Bugenhagen’s life- at its best- can be seen as a testimony to the hard work of the parish pastor. Luther and Melanchthon and Cranach get a lot of the glory- but imagine the work of the man whose job was to keep the fire of the Gospel burning through the pulpit- to feed the people who would then take the message out to the ends of the world.

It should also be noted that when Luther died, Bugenhagen preached the funeral sermon. Bugenhagen and his family took in a newly widowed Katy Luther.

Johannes Bugenhagen, born in 1485, was 72 when he died on this the 20th of April in 1558

The last word for today comes from the daily lectionary, which is keeping us in the easter mood- this is from Luke.

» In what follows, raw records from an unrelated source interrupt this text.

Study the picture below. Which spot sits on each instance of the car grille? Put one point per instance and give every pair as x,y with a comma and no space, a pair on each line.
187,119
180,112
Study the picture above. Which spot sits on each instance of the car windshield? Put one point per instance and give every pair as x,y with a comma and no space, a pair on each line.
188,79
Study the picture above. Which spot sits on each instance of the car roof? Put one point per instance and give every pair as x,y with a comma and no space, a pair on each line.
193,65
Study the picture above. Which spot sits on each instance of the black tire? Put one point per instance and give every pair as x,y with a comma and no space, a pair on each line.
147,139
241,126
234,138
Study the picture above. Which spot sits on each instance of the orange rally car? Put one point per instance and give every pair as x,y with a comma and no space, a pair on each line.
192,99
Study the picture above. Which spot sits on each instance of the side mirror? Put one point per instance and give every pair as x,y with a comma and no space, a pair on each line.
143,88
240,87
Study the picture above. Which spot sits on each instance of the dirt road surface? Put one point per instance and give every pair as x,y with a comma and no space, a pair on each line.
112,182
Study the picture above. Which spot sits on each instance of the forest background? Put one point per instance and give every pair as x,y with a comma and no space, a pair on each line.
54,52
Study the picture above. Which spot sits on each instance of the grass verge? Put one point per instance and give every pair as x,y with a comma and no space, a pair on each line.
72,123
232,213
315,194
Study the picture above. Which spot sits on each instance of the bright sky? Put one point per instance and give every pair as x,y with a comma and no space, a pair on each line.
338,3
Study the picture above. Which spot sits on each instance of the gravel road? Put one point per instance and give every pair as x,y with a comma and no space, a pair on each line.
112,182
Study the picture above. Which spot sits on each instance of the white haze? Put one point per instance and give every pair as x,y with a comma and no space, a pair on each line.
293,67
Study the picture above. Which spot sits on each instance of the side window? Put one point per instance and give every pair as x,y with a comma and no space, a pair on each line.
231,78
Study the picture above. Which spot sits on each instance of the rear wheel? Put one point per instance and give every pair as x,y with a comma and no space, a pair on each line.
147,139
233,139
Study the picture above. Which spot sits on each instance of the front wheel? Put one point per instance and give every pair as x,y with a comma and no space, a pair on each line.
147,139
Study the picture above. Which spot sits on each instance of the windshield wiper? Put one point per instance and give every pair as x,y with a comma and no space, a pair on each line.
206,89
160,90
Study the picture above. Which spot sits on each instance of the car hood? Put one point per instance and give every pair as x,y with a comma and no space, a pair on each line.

9 When they came back from the tomb, they told all these things to the Eleven and to all the others. 10 It was Mary Magdalene, Joanna, Mary the mother of James, and the others with them who told this to the apostles. 11 But they did not believe the women, because their words seemed to them like nonsense. 12 Peter, however, got up and ran to the tomb. Bending over, he saw the strips of linen lying by themselves, and he went away, wondering to himself what had happened.

This has been the Christian History Almanac for the 20th of April 2022, brought to you by 1517 at 1517.org.

The show is produced by a man who also tried unsuccessfully to get a few nicknames to stick: names like Iceman, the dagger, and Señor Guapo. He is Christopher Gillespie.

The show is written and read by a man Sam Pepke calls Dutch… Dan van Voorhis.

You can catch us here every day- and remember that the rumors of grace, forgiveness and the redemption of all things are true…. Everything is going to be ok.